It extends the database with tensor algebra, automatic differentiation, AdamW optimization, checkpointing, and a Byte-Pair Encoding tokenizer — allowing end-to-end training and text generation purely through SQL and C extensions.
---
## Overview
PostgreSQL is used as both the **storage** and **execution environment** for a large-scale transformer model.
Each layer, weight, and intermediate activation lives in relational tables; tensor operations are implemented as `C` functions returning `BYTEA` buffers.
Every forward pass, gradient computation, and parameter update is a deterministic SQL transaction.
The project demonstrates that a relational database can serve as a full numerical engine, state store, and model runtime — no Python, PyTorch, or external ML stack required.
---
## Prerequisites
Building the extension requires the PostgreSQL server development headers and build tooling so that `pg_config --pgxs` resolves to the `pgxs.mk` makefile. On Debian/Ubuntu systems install the package:
```bash
sudo apt-get install postgresql-server-dev-16
```
If PostgreSQL is installed somewhere custom, set the `PG_CONFIG` environment variable to point at the desired `pg_config` binary before running `make`.
---
## Getting Started
1. **Compile and install the extension.** From the repository root run `make install`. The build uses PGXS and will copy `pg_llm` artifacts into PostgreSQL's extension directory reported by `pg_config --pkglibdir`.

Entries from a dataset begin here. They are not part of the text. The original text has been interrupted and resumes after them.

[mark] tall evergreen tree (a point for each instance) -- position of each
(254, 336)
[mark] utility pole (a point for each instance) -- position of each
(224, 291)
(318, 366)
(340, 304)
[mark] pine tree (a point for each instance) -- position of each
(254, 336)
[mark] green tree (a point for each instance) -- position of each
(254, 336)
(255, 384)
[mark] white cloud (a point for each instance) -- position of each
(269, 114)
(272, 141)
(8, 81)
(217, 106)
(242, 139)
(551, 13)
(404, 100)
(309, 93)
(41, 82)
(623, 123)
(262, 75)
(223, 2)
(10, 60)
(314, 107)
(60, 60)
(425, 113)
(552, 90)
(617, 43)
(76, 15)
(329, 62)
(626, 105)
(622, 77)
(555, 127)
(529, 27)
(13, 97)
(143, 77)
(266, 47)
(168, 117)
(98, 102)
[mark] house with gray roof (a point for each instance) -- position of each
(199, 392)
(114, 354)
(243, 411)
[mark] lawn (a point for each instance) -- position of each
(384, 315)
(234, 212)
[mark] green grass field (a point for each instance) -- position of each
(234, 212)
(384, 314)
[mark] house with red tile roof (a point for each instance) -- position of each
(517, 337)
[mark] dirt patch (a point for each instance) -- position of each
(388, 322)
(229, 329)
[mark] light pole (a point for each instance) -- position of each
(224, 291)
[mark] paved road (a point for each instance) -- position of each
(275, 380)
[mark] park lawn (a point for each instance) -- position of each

2. **Load the extension in a database.** Connect with `psql` and execute `CREATE EXTENSION pg_llm;` in the target database. This initializes all required tables, functions, and SQL entry points.
3. **Verify availability.** Confirm the extension is active with either `\dx pg_llm` in `psql` or a query such as `SELECT * FROM pg_extension WHERE extname = 'pg_llm';`. Successful output indicates the extension is ready for the workflow described below.
## Reproducing GPT-2 Results
Follow the [reproduction playbook](docs/reproducing_gpt2.md) for a step-by-step guide that mirrors the original GPT-2 training, evaluation, and sampling pipeline entirely within PostgreSQL.
### Docker Image
To simplify evaluation and demos you can run PostgreSQL with the `pg_gpt2` extension pre-installed using the provided Dockerfile.
```bash
# Build the image locally
docker build -t pg-gpt2-demo .
# Start PostgreSQL with pg_llm already installed in the default database
docker run --rm -e POSTGRES_PASSWORD=secret -p 5432:5432 --name pg-gpt2 pg-gpt2-demo
```
The container reuses the official `postgres:16` entrypoint. On first start it creates the default database and automatically enables the `pg_llm` extension so that `psql` connections can immediately run the SQL workflows described below.
---
## Core Design Principles
1. **Postgres as OS** — All computation and persistence live in SQL schemas and C extensions.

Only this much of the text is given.